DRAPER, Utah — Utah is in the middle of one of the worst droughts on record, and that is having a major impact on local golf courses.
For the six municipal courses operated by Salt Lake County, it means utilizing some hi tech to make sure they don’t use more water than they need.
Superintendent Lou Smith gave Fox 13 a tour of the South Mountain course in Draper where he is the superintendent .
He’s been managing local courses for more than three decades.
Smith says soil probes throughout the course tell his team moisture content and that information is then transferred to a computer-generated pumping station which disperses the exact amount of water needed.
“We don’t guess, we don’t flood irrigate, we want to know exactly where we are at on a nightly basis,” Smith said. “The water is just so important to what we do, I mean it’s the number one ingredient to growing good turf. But our job is to use as much as we need for fine turf but not more than we need and we strive for that every, single morning.”

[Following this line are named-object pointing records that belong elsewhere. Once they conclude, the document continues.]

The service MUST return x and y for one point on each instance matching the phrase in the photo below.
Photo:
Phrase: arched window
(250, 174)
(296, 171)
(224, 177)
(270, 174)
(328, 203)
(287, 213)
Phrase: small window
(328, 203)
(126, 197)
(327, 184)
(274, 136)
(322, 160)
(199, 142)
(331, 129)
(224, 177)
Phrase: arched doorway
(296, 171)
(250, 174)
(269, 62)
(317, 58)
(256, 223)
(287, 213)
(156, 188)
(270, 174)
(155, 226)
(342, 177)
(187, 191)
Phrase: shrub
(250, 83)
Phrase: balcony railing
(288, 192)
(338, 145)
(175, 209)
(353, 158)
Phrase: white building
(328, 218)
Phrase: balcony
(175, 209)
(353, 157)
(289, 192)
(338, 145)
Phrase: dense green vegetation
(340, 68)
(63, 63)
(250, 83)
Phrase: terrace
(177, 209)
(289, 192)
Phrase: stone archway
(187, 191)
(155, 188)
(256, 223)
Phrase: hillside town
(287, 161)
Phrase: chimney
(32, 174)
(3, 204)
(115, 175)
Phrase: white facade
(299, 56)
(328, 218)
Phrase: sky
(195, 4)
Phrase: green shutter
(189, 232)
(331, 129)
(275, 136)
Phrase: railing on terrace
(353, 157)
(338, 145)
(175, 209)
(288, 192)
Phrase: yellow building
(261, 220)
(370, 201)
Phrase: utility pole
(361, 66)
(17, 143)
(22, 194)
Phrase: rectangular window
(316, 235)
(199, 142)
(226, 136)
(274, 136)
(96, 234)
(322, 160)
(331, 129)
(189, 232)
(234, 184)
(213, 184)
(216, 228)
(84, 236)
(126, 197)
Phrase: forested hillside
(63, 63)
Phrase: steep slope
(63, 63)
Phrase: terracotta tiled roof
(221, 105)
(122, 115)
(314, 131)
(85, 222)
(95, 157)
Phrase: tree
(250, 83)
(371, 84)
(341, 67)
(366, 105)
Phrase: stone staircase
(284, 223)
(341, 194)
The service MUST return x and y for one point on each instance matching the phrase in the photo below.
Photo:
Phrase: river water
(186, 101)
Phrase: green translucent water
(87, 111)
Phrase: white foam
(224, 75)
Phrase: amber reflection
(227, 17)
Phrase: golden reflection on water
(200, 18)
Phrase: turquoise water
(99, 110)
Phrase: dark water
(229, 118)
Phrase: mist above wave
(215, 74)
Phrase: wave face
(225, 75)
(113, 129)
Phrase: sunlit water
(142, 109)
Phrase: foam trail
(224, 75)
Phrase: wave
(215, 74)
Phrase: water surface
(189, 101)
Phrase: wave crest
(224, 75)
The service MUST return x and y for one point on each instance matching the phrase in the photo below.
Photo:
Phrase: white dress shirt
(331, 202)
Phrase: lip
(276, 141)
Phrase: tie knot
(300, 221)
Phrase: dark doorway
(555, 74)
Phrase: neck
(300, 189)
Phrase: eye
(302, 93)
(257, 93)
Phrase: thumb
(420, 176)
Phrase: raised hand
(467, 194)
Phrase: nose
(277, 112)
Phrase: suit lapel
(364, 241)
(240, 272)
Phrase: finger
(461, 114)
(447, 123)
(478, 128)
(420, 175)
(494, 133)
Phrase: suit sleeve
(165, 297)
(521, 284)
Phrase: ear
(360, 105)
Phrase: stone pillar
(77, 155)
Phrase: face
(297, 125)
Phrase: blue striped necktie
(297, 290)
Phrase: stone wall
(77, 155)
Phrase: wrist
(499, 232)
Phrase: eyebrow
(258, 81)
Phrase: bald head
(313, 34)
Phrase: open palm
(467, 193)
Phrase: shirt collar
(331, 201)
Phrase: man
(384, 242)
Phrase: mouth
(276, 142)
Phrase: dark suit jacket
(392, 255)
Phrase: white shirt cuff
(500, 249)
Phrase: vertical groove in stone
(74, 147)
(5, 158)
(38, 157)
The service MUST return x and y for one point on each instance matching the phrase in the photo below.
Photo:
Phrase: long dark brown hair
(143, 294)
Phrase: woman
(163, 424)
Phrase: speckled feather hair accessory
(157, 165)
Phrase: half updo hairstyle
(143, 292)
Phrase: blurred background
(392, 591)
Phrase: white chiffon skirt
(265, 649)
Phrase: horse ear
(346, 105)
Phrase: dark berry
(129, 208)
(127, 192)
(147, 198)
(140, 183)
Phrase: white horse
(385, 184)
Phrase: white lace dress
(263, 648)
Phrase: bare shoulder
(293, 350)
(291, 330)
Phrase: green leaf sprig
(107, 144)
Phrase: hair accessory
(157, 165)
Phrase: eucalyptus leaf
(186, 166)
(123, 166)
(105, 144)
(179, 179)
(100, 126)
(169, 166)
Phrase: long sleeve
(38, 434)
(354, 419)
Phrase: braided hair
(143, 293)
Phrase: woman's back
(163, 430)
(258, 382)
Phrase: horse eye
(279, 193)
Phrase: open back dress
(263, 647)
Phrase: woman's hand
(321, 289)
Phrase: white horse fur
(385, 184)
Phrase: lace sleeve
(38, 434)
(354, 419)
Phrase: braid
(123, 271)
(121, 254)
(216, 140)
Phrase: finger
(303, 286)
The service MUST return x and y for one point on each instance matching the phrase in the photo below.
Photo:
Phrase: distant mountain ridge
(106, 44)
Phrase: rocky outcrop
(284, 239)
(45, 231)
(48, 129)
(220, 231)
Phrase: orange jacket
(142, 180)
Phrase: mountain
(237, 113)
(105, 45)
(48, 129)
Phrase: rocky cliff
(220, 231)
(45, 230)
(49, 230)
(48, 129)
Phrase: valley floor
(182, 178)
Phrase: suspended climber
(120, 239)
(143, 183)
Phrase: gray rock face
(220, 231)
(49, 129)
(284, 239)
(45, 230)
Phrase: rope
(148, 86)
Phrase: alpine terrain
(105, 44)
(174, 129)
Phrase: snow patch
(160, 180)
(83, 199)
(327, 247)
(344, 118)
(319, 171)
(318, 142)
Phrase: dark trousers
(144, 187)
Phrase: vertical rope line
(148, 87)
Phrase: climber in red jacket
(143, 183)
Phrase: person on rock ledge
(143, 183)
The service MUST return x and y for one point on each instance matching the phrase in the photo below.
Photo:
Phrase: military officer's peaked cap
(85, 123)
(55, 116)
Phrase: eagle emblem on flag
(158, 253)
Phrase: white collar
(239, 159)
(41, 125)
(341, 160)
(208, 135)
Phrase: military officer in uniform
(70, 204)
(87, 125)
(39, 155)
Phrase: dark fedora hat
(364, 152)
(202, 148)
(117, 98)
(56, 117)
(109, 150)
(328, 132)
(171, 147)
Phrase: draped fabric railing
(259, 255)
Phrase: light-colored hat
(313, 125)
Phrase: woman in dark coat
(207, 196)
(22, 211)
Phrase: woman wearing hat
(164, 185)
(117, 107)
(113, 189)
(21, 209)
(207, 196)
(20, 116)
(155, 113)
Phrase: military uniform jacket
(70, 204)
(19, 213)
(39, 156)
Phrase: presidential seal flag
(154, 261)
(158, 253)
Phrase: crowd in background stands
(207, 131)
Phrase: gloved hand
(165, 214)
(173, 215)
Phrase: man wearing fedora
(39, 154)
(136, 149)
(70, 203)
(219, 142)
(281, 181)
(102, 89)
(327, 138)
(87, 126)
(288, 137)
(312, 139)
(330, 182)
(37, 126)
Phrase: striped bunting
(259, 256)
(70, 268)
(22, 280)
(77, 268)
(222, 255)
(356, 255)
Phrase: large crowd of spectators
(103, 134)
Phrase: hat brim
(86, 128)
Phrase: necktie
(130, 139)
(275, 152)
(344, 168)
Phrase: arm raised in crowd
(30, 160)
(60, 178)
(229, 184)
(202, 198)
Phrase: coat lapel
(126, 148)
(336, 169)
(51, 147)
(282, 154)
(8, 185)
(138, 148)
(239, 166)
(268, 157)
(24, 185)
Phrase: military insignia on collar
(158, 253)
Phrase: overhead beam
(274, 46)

Crews also use a course weather station that monitors 12 to 15 different things including wind speed, barometric pressure, and rain and takes all the data into account every day, so sprinklers will adjust every single day depending on the weather.
Salt Lake County Mayor Jenny Wilson says the county is committed to long-term water conservation amid frequent emergency droughts and changing environmental landscapes.
“Water conservation is a critical issue to the well-being of our community as we grow and adapt to the changes our landscape faces," Mayor Wilson said.